April 15, 2010
Fourth-graders Madison and Brooke Crouch proposed the name Helping Hands, but say it was their mom, Jennifer Locasale-Crouch, who made it happen. Today, it's people who need a smile and the kids who want to make it happen that keeps Helping Hands going.
The halls are empty and the school day is over, but inside the teacher's lounge at Murray Elementary, there are compassionate kids working on a colorful project.
"Any person who likes purple or any of the colors that I chose, it doesn't matter who gets it as long as someone gets it and they like it," said fifth-grader, Stephanie Cornell.
Cornell and the Helping Hands are pushing plant stems, fitting in all the flowers they can. Most of the flower arrangements will be delivered to senior citizens at the Martha Jefferson House. However, one won't make it in the box for next week's delivery.
"This one is for our janitor. He's got cancer. There was one extra and I wanted to make it for him," said Madison Crouch.
"When you give a gift, you're just helping someone and you're making them feel very special," added Aaron Martinez.
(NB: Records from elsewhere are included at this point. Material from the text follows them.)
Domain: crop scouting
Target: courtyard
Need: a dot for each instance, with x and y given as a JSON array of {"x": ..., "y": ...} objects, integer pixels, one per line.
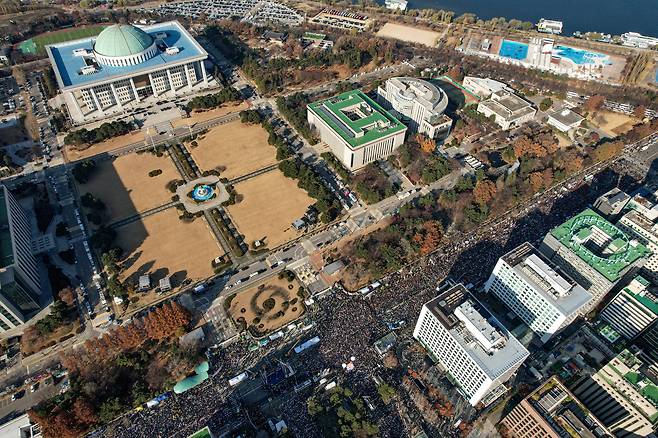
[
  {"x": 234, "y": 149},
  {"x": 163, "y": 245},
  {"x": 266, "y": 307},
  {"x": 124, "y": 185}
]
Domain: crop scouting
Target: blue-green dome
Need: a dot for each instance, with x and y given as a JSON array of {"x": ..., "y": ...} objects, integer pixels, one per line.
[{"x": 122, "y": 40}]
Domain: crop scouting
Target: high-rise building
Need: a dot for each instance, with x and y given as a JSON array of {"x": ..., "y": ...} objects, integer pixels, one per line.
[
  {"x": 477, "y": 351},
  {"x": 20, "y": 285},
  {"x": 536, "y": 290},
  {"x": 356, "y": 128},
  {"x": 633, "y": 309},
  {"x": 552, "y": 411},
  {"x": 418, "y": 104},
  {"x": 593, "y": 252},
  {"x": 641, "y": 222},
  {"x": 622, "y": 395}
]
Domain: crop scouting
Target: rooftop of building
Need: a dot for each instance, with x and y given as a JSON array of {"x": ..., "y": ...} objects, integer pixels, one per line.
[
  {"x": 559, "y": 408},
  {"x": 629, "y": 368},
  {"x": 547, "y": 278},
  {"x": 6, "y": 246},
  {"x": 426, "y": 93},
  {"x": 565, "y": 116},
  {"x": 67, "y": 62},
  {"x": 479, "y": 333},
  {"x": 508, "y": 105},
  {"x": 356, "y": 118},
  {"x": 600, "y": 244},
  {"x": 638, "y": 288},
  {"x": 122, "y": 40},
  {"x": 490, "y": 84}
]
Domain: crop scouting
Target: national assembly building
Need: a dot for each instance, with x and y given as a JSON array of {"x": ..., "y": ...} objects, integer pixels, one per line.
[{"x": 125, "y": 64}]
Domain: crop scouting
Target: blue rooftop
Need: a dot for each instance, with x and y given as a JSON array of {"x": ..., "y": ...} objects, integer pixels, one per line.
[{"x": 67, "y": 65}]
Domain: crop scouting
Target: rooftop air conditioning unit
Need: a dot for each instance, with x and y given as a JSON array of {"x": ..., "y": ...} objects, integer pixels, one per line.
[{"x": 90, "y": 69}]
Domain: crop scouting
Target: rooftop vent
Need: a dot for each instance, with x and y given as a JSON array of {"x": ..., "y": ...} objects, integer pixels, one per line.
[{"x": 88, "y": 70}]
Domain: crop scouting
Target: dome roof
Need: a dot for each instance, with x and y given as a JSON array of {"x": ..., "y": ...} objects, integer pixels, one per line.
[{"x": 122, "y": 40}]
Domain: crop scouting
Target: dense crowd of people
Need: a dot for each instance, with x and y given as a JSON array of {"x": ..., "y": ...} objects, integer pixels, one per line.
[{"x": 349, "y": 325}]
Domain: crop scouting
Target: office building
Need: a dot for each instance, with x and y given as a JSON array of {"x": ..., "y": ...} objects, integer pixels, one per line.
[
  {"x": 356, "y": 128},
  {"x": 20, "y": 285},
  {"x": 552, "y": 411},
  {"x": 549, "y": 26},
  {"x": 536, "y": 290},
  {"x": 611, "y": 203},
  {"x": 564, "y": 119},
  {"x": 124, "y": 65},
  {"x": 477, "y": 351},
  {"x": 418, "y": 104},
  {"x": 508, "y": 109},
  {"x": 634, "y": 39},
  {"x": 622, "y": 395},
  {"x": 593, "y": 252},
  {"x": 633, "y": 309},
  {"x": 641, "y": 222}
]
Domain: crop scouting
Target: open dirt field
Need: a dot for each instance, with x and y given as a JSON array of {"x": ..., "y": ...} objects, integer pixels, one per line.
[
  {"x": 270, "y": 203},
  {"x": 268, "y": 306},
  {"x": 162, "y": 245},
  {"x": 125, "y": 187},
  {"x": 72, "y": 153},
  {"x": 409, "y": 34},
  {"x": 234, "y": 149},
  {"x": 612, "y": 123},
  {"x": 202, "y": 116}
]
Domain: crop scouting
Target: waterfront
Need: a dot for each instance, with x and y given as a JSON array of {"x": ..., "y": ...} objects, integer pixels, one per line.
[{"x": 609, "y": 16}]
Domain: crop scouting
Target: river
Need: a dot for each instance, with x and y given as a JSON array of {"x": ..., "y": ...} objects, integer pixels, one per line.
[{"x": 606, "y": 16}]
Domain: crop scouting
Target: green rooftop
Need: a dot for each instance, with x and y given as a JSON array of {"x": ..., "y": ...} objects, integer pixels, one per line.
[
  {"x": 6, "y": 248},
  {"x": 356, "y": 118},
  {"x": 582, "y": 233}
]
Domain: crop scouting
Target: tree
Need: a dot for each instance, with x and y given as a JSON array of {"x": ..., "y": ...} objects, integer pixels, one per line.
[
  {"x": 484, "y": 192},
  {"x": 427, "y": 144},
  {"x": 67, "y": 296},
  {"x": 536, "y": 181},
  {"x": 84, "y": 412},
  {"x": 594, "y": 102}
]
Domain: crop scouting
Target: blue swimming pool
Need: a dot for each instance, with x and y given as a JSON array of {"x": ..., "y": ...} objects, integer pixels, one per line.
[
  {"x": 581, "y": 57},
  {"x": 514, "y": 50}
]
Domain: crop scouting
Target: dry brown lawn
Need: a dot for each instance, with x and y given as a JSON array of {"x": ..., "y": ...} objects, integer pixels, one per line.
[
  {"x": 74, "y": 153},
  {"x": 269, "y": 204},
  {"x": 234, "y": 149},
  {"x": 612, "y": 123},
  {"x": 409, "y": 34},
  {"x": 162, "y": 245},
  {"x": 125, "y": 187},
  {"x": 202, "y": 116},
  {"x": 251, "y": 305}
]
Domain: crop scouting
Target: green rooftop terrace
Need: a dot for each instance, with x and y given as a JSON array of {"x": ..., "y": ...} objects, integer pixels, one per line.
[
  {"x": 579, "y": 234},
  {"x": 6, "y": 248},
  {"x": 356, "y": 118}
]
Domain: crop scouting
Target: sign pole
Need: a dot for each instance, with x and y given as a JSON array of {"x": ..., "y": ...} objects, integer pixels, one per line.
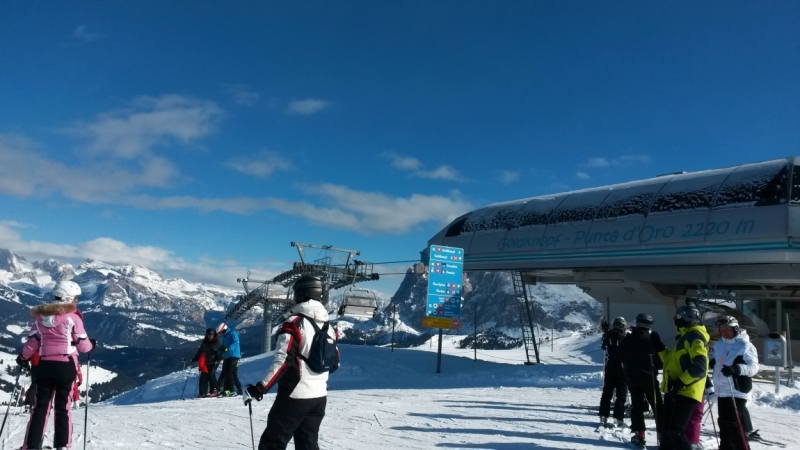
[
  {"x": 445, "y": 276},
  {"x": 394, "y": 320},
  {"x": 439, "y": 354},
  {"x": 475, "y": 337}
]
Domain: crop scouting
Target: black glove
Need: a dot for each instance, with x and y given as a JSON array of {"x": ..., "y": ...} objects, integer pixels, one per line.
[
  {"x": 655, "y": 342},
  {"x": 676, "y": 384},
  {"x": 257, "y": 391},
  {"x": 728, "y": 371},
  {"x": 23, "y": 363}
]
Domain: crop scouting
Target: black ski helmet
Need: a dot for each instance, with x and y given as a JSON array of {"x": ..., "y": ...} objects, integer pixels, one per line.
[
  {"x": 307, "y": 287},
  {"x": 687, "y": 316},
  {"x": 728, "y": 321},
  {"x": 644, "y": 320}
]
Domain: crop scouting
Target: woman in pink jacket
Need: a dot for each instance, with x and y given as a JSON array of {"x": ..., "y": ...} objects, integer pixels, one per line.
[{"x": 58, "y": 334}]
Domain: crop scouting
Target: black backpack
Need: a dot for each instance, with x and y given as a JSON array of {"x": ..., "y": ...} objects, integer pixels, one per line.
[{"x": 322, "y": 356}]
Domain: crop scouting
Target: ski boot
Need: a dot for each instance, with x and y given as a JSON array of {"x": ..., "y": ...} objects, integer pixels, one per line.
[{"x": 638, "y": 440}]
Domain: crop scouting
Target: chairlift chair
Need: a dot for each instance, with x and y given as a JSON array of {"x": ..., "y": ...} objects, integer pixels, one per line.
[{"x": 359, "y": 303}]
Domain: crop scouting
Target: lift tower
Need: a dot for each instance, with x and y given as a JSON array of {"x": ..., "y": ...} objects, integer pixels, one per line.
[{"x": 275, "y": 295}]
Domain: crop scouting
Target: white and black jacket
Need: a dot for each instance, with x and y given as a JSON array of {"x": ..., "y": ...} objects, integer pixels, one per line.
[
  {"x": 729, "y": 352},
  {"x": 288, "y": 369}
]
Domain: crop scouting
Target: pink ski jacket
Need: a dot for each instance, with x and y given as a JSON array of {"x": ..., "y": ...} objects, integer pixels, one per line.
[{"x": 57, "y": 333}]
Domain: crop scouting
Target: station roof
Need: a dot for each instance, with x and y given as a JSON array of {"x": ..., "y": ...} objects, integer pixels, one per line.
[{"x": 744, "y": 214}]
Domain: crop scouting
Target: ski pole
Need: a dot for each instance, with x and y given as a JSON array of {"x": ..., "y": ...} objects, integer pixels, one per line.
[
  {"x": 183, "y": 391},
  {"x": 16, "y": 383},
  {"x": 86, "y": 411},
  {"x": 736, "y": 410},
  {"x": 655, "y": 400},
  {"x": 252, "y": 436},
  {"x": 714, "y": 424}
]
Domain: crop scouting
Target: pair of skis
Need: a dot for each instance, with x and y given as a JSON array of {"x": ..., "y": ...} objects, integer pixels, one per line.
[{"x": 755, "y": 437}]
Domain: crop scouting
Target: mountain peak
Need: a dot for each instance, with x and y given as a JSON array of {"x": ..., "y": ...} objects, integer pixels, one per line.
[{"x": 10, "y": 262}]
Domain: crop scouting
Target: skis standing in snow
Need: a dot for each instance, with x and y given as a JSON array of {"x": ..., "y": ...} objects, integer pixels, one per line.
[
  {"x": 230, "y": 363},
  {"x": 641, "y": 362},
  {"x": 734, "y": 360},
  {"x": 208, "y": 357},
  {"x": 685, "y": 372},
  {"x": 58, "y": 335},
  {"x": 614, "y": 378},
  {"x": 302, "y": 393}
]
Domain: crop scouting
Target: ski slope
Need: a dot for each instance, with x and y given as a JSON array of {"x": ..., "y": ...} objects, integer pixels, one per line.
[{"x": 394, "y": 400}]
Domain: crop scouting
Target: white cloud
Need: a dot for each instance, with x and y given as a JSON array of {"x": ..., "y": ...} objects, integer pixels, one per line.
[
  {"x": 81, "y": 33},
  {"x": 148, "y": 122},
  {"x": 243, "y": 94},
  {"x": 333, "y": 206},
  {"x": 440, "y": 173},
  {"x": 594, "y": 163},
  {"x": 306, "y": 107},
  {"x": 208, "y": 270},
  {"x": 376, "y": 212},
  {"x": 597, "y": 162},
  {"x": 25, "y": 172},
  {"x": 415, "y": 166},
  {"x": 635, "y": 159},
  {"x": 508, "y": 176},
  {"x": 403, "y": 162},
  {"x": 261, "y": 165}
]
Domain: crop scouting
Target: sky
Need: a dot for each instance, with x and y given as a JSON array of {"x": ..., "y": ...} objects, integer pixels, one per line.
[
  {"x": 200, "y": 138},
  {"x": 494, "y": 403}
]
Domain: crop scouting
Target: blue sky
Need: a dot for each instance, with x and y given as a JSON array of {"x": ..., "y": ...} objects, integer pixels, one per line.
[{"x": 201, "y": 138}]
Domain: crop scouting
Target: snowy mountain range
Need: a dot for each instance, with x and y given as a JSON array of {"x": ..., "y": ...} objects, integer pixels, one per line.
[{"x": 147, "y": 324}]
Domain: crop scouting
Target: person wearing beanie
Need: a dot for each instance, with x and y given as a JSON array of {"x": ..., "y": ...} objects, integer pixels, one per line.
[
  {"x": 299, "y": 406},
  {"x": 613, "y": 375},
  {"x": 641, "y": 363},
  {"x": 685, "y": 373},
  {"x": 58, "y": 335}
]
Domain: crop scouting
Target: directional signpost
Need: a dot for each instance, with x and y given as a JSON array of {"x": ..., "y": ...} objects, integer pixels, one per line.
[{"x": 445, "y": 272}]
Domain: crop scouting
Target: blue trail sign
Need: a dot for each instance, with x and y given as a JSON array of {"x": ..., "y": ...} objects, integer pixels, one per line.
[{"x": 445, "y": 272}]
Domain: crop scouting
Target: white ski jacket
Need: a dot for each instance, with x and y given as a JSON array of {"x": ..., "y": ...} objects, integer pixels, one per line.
[
  {"x": 724, "y": 353},
  {"x": 288, "y": 370}
]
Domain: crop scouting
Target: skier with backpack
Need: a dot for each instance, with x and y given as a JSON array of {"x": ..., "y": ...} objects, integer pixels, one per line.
[
  {"x": 58, "y": 335},
  {"x": 614, "y": 377},
  {"x": 305, "y": 354},
  {"x": 641, "y": 362}
]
Jennifer Locasale-Crouch says working with kids is a warm reminder of how good-natured people can be.
"To look around and see all ages in this room, everyone smiling and wanting to pitch in, it makes me feel good about the future of our next generation," she said.
The kids say there's only one requirement: you have to like helping people. These children and their helping hands show there's nothing artificial about this week's heroes.